A pathway for implementing our propriety technology to disrupt the old economy fuel supply mix is the announced partnership between CNX and the Pittsburgh International Airport. This is an exciting partnership for both parties.  CNX will help PIT lower their costs, reduce emissions, and create jobs by using low carbon intensity natural gas to displace traditional aviation and transportation fuels. This fits squarely in our Tangible, Impactful, Local mantra.

This partnership centers on how CNX has developed proprietary technology to cost-effectively convert on-site dry natural gas into LNG, CNG, and electricity for various uses including as a hydrogen feedstock.

These technologies reduce emissions and operating costs at the airport. This partnership opens a new frontier for using lower-cost, lower-carbon-intensity LNG and CNG fueling depots for higher energy intensive businesses such as airlines, transit, cargo, fleet, and related businesses. These natural gas derivative products will leverage our local community’s workforce and create more family-sustaining jobs.

We also recently announced another exciting partnership, between CNX and Newlight Technologies, to convert air and greenhouse gas into a biomaterial called Aircarbon.

Aircarbon is a carbon negative PHB biomaterial produced by naturally occurring microorganisms that replaces plastic in industrial segments ranging from food to fashion. Under the agreement, CNX and Newlight will work together to capture waste methane from third party industrial activity that would typically be vented to the atmosphere. CNX will capture, gather, and process captured methane to remove impurities, compress, and deliver the methane through new and existing natural gas pipeline infrastructure for conversion into Aircarbon by Newlight.

This strategic partnership, with CNX capturing methane gas to support Newlight’s manufacturing needs, is expected to result in several manufacturing facilities in the Appalachian region and advance critical decarbonization goals while boosting our region’s economic activity, capital investment, and job growth.

Beyond our New Technologies team, we believe the Appalachian region has the resources, know-how, and work ethic to be the epicenter of providing solutions to the challenges brought by poor energy policy and weakened geopolitical standing.

We can be a center for skilled labor job creation to help pave a path to middle class access for the region’s underserved rural and urban communities, and we put into effect a program to do just that.

This quarter, we graduated our inaugural class from the CNX Mentorship Academy, which consisted of 28 young men and women from this great region’s urban and rural communities. Six of these talented individuals recently joined our team at CNX; this is something our entire team and I are very proud of. We expect the second-year class to be even larger.  These young men and women will help us build our local energy ecosystem to cultivate and sustain the middle class for the next generation.

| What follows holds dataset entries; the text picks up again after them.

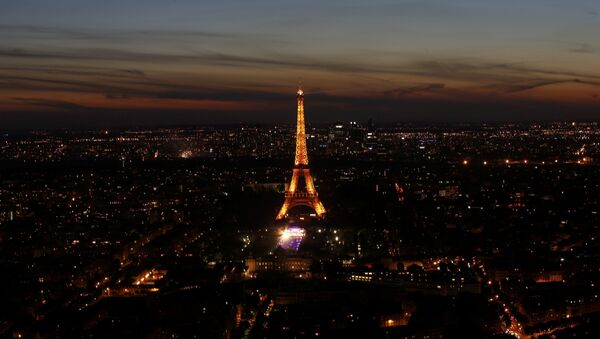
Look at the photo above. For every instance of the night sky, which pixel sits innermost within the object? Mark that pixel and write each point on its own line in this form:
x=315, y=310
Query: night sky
x=84, y=63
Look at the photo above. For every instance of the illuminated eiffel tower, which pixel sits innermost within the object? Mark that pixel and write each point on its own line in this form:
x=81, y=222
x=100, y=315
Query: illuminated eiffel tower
x=296, y=196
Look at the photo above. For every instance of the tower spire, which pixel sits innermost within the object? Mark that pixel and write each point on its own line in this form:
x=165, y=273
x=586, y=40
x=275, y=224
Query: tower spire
x=294, y=196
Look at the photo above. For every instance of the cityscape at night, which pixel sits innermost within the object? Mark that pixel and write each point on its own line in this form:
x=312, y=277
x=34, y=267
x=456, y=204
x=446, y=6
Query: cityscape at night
x=263, y=169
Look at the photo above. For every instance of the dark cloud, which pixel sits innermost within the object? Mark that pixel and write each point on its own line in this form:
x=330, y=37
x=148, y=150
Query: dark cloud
x=400, y=92
x=57, y=104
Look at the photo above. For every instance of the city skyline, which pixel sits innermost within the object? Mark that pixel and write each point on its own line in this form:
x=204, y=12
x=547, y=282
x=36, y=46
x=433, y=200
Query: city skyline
x=124, y=63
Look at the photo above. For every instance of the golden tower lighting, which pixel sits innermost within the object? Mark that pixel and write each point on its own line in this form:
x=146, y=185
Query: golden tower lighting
x=296, y=196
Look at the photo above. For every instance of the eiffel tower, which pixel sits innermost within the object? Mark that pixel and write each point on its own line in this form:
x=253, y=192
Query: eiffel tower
x=296, y=196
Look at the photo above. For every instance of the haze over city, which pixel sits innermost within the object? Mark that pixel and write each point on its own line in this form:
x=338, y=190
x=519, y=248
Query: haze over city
x=126, y=63
x=276, y=169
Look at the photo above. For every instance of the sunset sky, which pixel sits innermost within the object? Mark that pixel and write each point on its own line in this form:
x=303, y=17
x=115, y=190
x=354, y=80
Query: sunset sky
x=80, y=63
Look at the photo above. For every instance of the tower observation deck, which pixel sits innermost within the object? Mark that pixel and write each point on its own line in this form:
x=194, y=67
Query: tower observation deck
x=296, y=195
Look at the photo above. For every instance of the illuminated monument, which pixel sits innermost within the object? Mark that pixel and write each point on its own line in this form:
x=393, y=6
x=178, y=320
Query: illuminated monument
x=295, y=196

We also recently submitted comments to the U.S. Securities and Exchange Commission (SEC) regarding their proposed rules for climate disclosure. We are supportive of the SEC’s efforts but believe their proposed rules as drafted will create inconsistent and highly subjective standards for reporting Scopes 1, 2, and 3 carbon dioxide emissions across different industries and companies.

We believe in transparency and accuracy.

Our position is that the SEC should amend the rules to create greater standardization and clarity.  Fully transparent and honest accounting of carbon emissions will underscore the importance of natural gas as the pathway to a promising future.  We encourage you to read our letter to the SEC, which is posted to our website.

Conclusion

We believe that products and goods that we all use daily should be manufactured in Appalachia and first utilized in the U.S. to help our local citizens and economies. Similarly, let’s first focus on creating new and growing existing markets for our products regionally in Appalachia and nearby markets like the Northeast U.S. via short pipelines.  A local first mentality will go a long way to solving myriad problems across the socio-economic and environmental spectrum.  It’s not protectionism or anti-free trade.  Instead, it’s common sense, rational, and free market-based.